幕間.「徒花の蹉跌⑯ ~奥方レベッカと愛の標~」
かつての侍女であり、現在はアルブルの妻の座を得たレベッカに対し、ルシールは深々と頭を下げた。レベッカの周囲には誰もいない。侍女時代はともかく、妻の立場なら邸の出入りは自由である。敷地内ならば侍女のひとりやふたり連れ歩いてもおかしくない。たとえ庭先だろうと単身で動くような身分ではないのだ。にもかかわらず、彼女はたったひとり。人目を忍んで足を運んだとみるべきか。
「ご機嫌麗しゅう、奥様。わざわざ離れまで足を運んでいただき、恐縮でございます。お呼び付けくださればこちらから参りましたものを。ともあれ、本来なら真っ先にご挨拶すべきでした。今日までの無沙汰を深くお詫び申し上げます」
レベッカの顔を見るのは、脱走未遂の件以来になる。彼女が正妻の地位を得ても顔を合わす機会はなかった。体裁上、アルブルを経由して拝謁を願ってはみたものの、見事に拒絶されたのである。ルシールとしても殊更会いたい相手ではなかったので放置していたのだが、まさか直接出向いてくるとは思っていなかった。
「とにかく中に入れて頂戴」
レベッカはやはり周囲を警戒しているようだった。この場を見られたくないらしい。表情に余裕がない。それ以上に、苛立ちと疲労の入り混じった雰囲気がある。
レベッカを室内に招き、すぐに扉を閉めた。振り返ると、彼女はすでにリビングのテーブルに座している。
寝室のほうからイアゼルがじっとこちらを窺っていた。彼がレベッカに会うのははじめてのはずだ。
レベッカはイアゼルへと視線を向けてから、ものの数秒もしないうちに顔を逸らした。そしてルシールを手招きし、囁きかける。
「あの子をどこかに閉じ込めておいて」
名目上は貴女の子供でしょうに、と思ったが顔には出さなかった。頷き代わりに微笑を浮かべ、イアゼルのほうへと足を向ける。そして彼をリビングからは死角になる位置へとそっと導いた。ちょうどイアゼルの勉強机がそこにある。
「イアゼル様。わたくしは少し大事なお話しをしなければなりません。ひとりでお勉強出来ますか?」
イアゼルは不思議そうな顔をしていたが、抵抗することはなかった。この状況に疑問を持つのは当然だ。彼にとっては見ず知らずの者が家に入ってきたのだから。こんなこと一度もない。殊勝に魔術概論と辞書を開いてみせているが、勉強どころではないだろう。
ルシールはリビングに戻り、紅茶の用意を、と戸棚に手を伸ばしたところでレベッカがまたぞろ手招きした。耳を寄せると「内緒話の魔術ってあるでしょ? それを使って頂戴」との要求。ルシールは大袈裟に宙を手で撫でて、「音吸い絹」と魔術名を口にした。布状の魔力でリビングの一角が覆われる。魔術名の発声も身振りも、本来は不要だ。しかし相手は魔術に疎いレベッカ。大仰なくらいがちょうどいい。

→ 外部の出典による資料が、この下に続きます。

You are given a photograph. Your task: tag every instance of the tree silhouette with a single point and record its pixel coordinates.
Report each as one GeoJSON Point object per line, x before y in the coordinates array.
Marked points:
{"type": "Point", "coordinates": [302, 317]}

「これでどなたにも会話は漏れません。大声を出しても聞かれる心配はございませんので、ご安心くださいませ」
胸に手を当てて一礼すると、レベッカは深い深い溜め息を漏らした。
「その話し方、やめて。特に、アンタにそんな喋り方をされると馬鹿にされてる気がしてならないわ。侍女だったときと同じように話して」
心外だ。侯爵の奥様相手への言葉遣いとしてはむしろ気安いくらいの気でいたのだが。
ルシールはさして迷うことなく、「分かった。これでいい?」と問うた。そして返事を待たず、再び紅茶の用意に入る。茶葉を用意して魔術でお湯を出し、ティーポッドでしばし蒸す。揃いのカップとソーサーをレベッカの前に、そして自分が座すことになる対面に置く。おまけにヨームお手製のクッキーを皿に盛り付けると、レベッカの対面に腰を下ろした。
明らかに急ぎの用事で来ただろうに、彼女は沈黙を貫いている。というより、なにから話すべきか逡巡しているような様子だった。
一応礼儀として言葉を待ってはみたものの、ここまでなにも切り出してこないなら仕方ない。ルシールから口火を切った。
「脱走事件のことなら、謝るつもりはないわ」きっぱり言うと、案の定レベッカの顔が険しくなった。それでも続ける。「申し訳ないとは思ってる。でも、私はなにがなんでもアルブル様の妻になりたかったの。誰しもそうだったでしょう? とりわけ私は死産したばかり。逆転するためなら手段を選ぶつもりはなかった。たとえ私以外の侍女が全員口封じに殺されようともかまわない。それくらいの覚悟で貴女たちを騙したのよ。結果は惨敗。私だけが煮え湯を飲まされたわけだけど、まあ、自業自得ね」
ちょうどいい温度になった紅茶をレベッカのカップに注ぎ入れ、続いて自分のカップにも注ぐ。
レベッカはなんの躊躇もなくカップに口をつけた。
「もう少し警戒したら? 毒だったらどうするのよ」とルシールは笑う。するとレベッカも、つられて苦笑した。すでに紅茶は彼女の喉を通過している。もちろん毒なんて入っていない。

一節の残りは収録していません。